As Taliban captures cities, US says Afghan forces must fend for themselves
By Helene Cooper, Katie Rogers and Thomas Gibbons Neff
WASHINGTON — If the Taliban had seized three provincial capitals in northern Afghanistan a year ago, like they did Sunday (8), the US response would most likely have been ferocious. Fighter jets and helicopter gunships would have responded in force, beating back the Islamic group or, at the very least, stalling its advance.
But these are different times. What aircraft the US military could muster from hundreds of miles away struck a cache of weapons far from Kunduz, Taliqan or Sari-i-pol, the cities that already had been all but lost to the Taliban.
The muted American response Sunday showed in no uncertain terms that America’s 20-year war in Afghanistan is over. The mismanaged and exhausted Afghan forces will have to retake the cities on their own, or leave them to the Taliban for good.
The recent string of Taliban military victories has not moved President Joe Biden to reassess his decision to end the US combat mission by the end of the month, senior administration officials said Sunday. But the violence shows just how difficult it will be for Biden to extract America from the war while insisting that he is not abandoning the country in the middle of a brutal Taliban offensive.
In a speech defending the US withdrawal last month, Biden said the United States had done more than enough to empower the Afghan police and military to secure the future of their people. US officials have acknowledged that those forces will struggle, but argue they must now fend for themselves.
So far, the administration’s sink-or-swim strategy has not shown promising results.
Over the past week, Taliban fighters have moved swiftly to retake cities around Afghanistan, assassinated government officials, and killed civilians in the process. Throughout this, US officials have publicly held out hope that Afghan forces have the resources and ability to fight back, while at the same time negotiating a peace deal with the Taliban that seems more unlikely by the day.
Leon Panetta, who served as defence secretary under President Barack Obama, said he had expected to see more US air support Sunday, but he did not expect the situation would improve markedly even with the help of US forces.
“Let’s face it,” Panetta said. “The most you can hope for now is some kind of stalemate” between Afghan forces and Taliban fighters, who have demonstrated little interest in reaching an accord since the US troop withdrawal was announced.

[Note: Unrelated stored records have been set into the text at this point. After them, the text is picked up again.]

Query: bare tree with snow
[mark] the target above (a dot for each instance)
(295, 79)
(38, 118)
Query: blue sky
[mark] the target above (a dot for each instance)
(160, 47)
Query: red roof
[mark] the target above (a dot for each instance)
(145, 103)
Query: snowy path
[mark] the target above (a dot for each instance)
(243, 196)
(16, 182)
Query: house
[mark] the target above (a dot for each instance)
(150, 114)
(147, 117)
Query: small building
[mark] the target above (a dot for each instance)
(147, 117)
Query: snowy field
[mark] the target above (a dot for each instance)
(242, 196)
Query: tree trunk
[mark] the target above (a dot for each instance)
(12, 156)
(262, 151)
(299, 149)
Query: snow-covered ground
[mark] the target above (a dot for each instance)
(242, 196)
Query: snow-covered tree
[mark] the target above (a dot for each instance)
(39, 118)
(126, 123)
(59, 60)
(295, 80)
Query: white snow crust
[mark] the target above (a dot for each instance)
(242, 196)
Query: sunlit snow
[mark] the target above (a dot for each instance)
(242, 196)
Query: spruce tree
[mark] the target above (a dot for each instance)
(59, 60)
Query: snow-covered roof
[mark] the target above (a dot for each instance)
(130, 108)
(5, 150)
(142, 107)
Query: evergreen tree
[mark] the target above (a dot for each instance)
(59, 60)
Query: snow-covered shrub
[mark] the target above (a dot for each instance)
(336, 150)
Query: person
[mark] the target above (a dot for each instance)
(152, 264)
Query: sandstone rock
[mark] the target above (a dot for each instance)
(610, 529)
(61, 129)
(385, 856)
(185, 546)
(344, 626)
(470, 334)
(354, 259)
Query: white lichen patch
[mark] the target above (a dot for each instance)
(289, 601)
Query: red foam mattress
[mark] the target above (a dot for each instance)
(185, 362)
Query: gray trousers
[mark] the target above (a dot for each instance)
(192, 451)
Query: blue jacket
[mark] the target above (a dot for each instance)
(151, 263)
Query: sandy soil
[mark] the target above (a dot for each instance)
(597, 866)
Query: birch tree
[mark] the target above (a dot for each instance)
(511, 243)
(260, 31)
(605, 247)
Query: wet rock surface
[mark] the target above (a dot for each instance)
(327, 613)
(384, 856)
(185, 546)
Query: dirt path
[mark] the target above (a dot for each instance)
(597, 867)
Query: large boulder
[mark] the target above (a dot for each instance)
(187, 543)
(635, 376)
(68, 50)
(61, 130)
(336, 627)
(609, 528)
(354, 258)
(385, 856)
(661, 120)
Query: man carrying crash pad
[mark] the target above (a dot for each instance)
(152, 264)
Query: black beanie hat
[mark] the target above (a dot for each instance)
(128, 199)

At the Pentagon, where senior leaders have reluctantly cut off most military support to Afghanistan, officials were on phone calls Sunday about the unfolding events around Kunduz, a city of more than 350,000 people. The United States has twice in the past intervened to retake Kunduz from the Taliban.
But defence officials said there were no plans to take action this time beyond limited airstrikes. Over the past three weeks, the United States has used armed Reaper drones and AC-130 aerial gunships to target Taliban equipment, including heavy artillery, that threaten population centres, foreign embassies and Afghan government buildings, officials said.

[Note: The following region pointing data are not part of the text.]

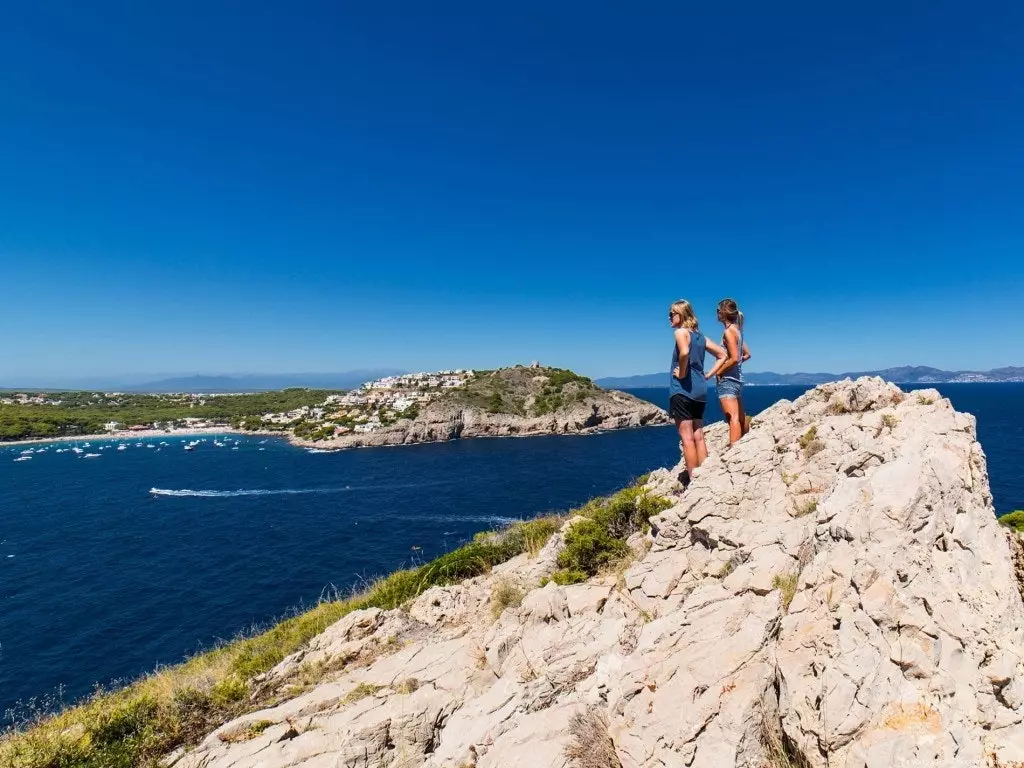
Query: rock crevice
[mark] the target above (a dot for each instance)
(832, 592)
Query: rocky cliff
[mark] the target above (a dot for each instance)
(833, 591)
(450, 418)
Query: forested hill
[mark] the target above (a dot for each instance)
(901, 375)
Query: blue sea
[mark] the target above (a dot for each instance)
(114, 564)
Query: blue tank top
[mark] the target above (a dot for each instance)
(692, 384)
(736, 372)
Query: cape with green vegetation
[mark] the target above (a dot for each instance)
(512, 401)
(834, 590)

One official acknowledged that with only 650 US troops remaining on the ground in Afghanistan, a concerted air campaign was unlikely to undo the advances the Taliban had made.
Although the US military mission will formally conclude at the end of this month, US troops and their Western allies are mostly gone already. The US handed over Bagram Airfield — once the military’s nerve centre — to the Afghans last month, effectively ending major US military operations.
Now, air support for the Afghan forces and overhead surveillance arrives from outside the country, from bases in Qatar or the United Arab Emirates, or from an aircraft carrier in the Arabian Sea.
Wesley Clark, the former top NATO general under President Bill Clinton, called the weekend’s events “a tragedy for the people of Afghanistan, and a consequence of American misjudgements and failures.”
Civilian casualties have skyrocketed. Nearly 2,400 civilians have been killed or injured between May 1 and June 30, according to a United Nations report released last month, the highest number recorded for that period since monitoring began in 2009.
So far, no senior Pentagon official has expressed exasperation publicly with Biden over the Taliban surge, which Defence Secretary Lloyd J. Austin III predicted this past spring, when he and Gen. Mark A. Milley, chair of the Joint Chiefs of Staff, both counselled Biden against the complete withdrawal of US troops.
“We’ve seen this movie before,” Austin told his boss, in a reference to the Obama-era withdrawal from Iraq, which was followed by the rise of the Islamic State group. The United States ended up returning to Iraq and launching five years of airstrikes in Iraq and Syria to help Iraqi security forces beat back that insurgent group.
Biden has argued for pulling out of Afghanistan for years. In 2009, while serving as vice president, he argued for a minimal force, only to be overruled as Obama ordered a surge of forces, then a rapid drawdown.
But a dozen years later, as president, he made the decision to withdraw, one of the most significant decisions of his presidency so far. And despite the likelihood that the White House will confront terrible images of human suffering and loss in the coming weeks and months, Biden has vowed to press ahead regardless of the conditions on the ground.